Sandoval issues list of human services add-backs

Gov. Brian Sandoval's office has issued its list of programs where funding should be restored if additional money becomes available.

Latest projections for Medicaid, welfare and food stamp programs show there will be as much as $69 million more available for the budget. Sandoval has already committed $25.7 million of that total to filling a gap in education funding, leaving about $43 million.

The list, according to Sandoval's staff, is not ranked in any priority at this point.

It includes funding for youth camps at China Spring and Aurora Pines in Douglas County as well as Spring Mountain in Southern Nevada. The current proposed budget would eliminate state funding to those camps.

It includes restoring the $37 million in state funding for hospitals and skilled nursing facilities the budget currently imposes on the counties.
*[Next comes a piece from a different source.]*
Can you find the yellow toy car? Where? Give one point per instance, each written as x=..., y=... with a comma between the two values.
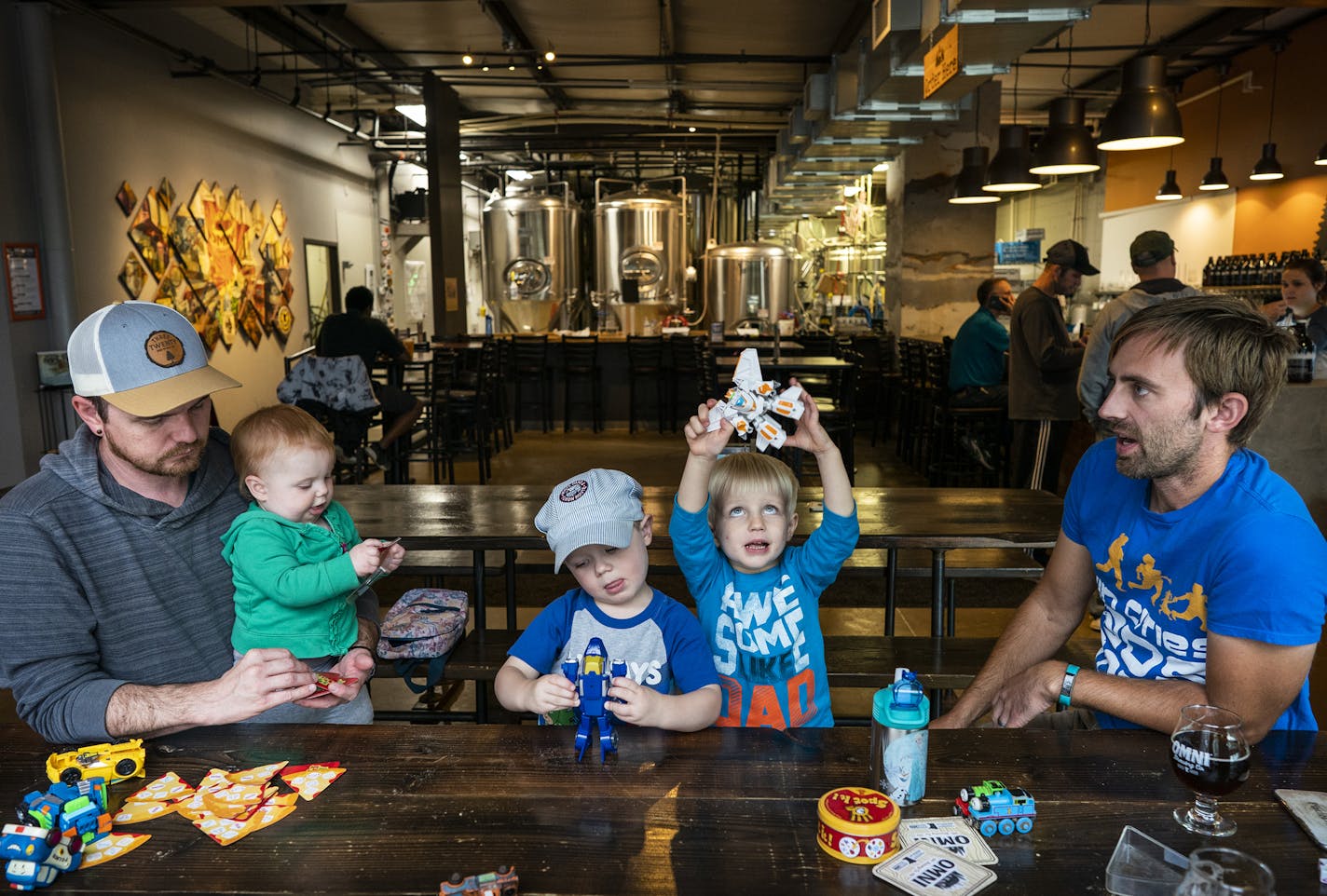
x=110, y=761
Also on the list is funding for the TANF (welfare) Loan Program and Kinship Care. The loan program provides welfare payments to disabled single moms who are unlikely to be able to meet the work requirements required to remain on welfare. The program loans them monthly payment money which is repaid once their application for SSI benefits through Social Security are approved. Eliminating that loan program, lawmakers were told, would leave those welfare mothers without any money for up to a year while the federal government processes the SSI application.

The kinship care payments are foster care payments to family members who take in their grandchildren, nieces or nephews when the parents. Advocates say kinship care is not only cheaper than foster care by unrelated people, it's better for the children involved since they remain with family members. Eliminating the payments would increase the burden on those family members who agreed to take in their young relatives.

Family Resource Centers around the state, which coordinate a variety of social services for parents, are also on the governor's list for a share of restored funding as are room and board payments for youth mental health placements and mental health residential support payments. Lawmakers agreed earlier this week to close those centers unless more money is available.

Cuts to the state's autism programs also would get funding restored as would the proposed cuts to emergency medical services and the Substance Abuse Prevention and Treatment Agency.

Health and Human Services Director Mike Willden said it would require about $70 million to completely restore the governor's list so partial restorations are likely in those accounts if lawmakers agree.